You Are Not a Lottery Ticket
- The way we look at luck has radically changed in the past few decades. Our modern-day vision of luck has destroyed our free will.
- Elon Musk (PayPal, Tesla, SpaceX). Peter Thiel (PayPal, Palantir). Steve Jobs (Apple, Pixar). Jack Dorsey (Twitter, Square). These people have started multiple unicorn companies. Would it be reasonable to say they were incredibly lucky many times?
The Education System and its Failures
- Intuitional education systems teach what is already known. For us to go from 0 to 1, we need to innovate, not copy.
- What is the actual purpose of the education system? It depends on who you talk to. The answer is unclear.
- There are three ways to look at the purpose of college:
- An expensive insurance product to ensure students don't fall between the cracks. Joining the middle class is becoming evermore difficult.
- A consumption good for students (4 year party). However, being saddled with debt and not being able to find a well paying job isn't enjoyable. It's a bad product unless you are very wealthy.
- A crazy, mimetically driven competitive tournament.
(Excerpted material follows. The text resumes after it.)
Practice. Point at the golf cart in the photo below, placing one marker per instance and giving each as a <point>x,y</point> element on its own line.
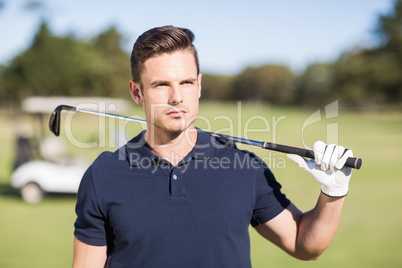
<point>41,164</point>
Elite students climb confidently until they reach a level of competition sufficiently intense to beat their dreams out of them. Higher education is the place where people who had big plans in high school get stuck in fierce rivalries with equally smart peers over conventional careers like management consulting and investment banking. For the privilege of being turned into conformists, students (or their families) pay hundreds of thousands of dollars in skyrocketing tuition that continues to outpace inflation. Why are we doing this to ourselves?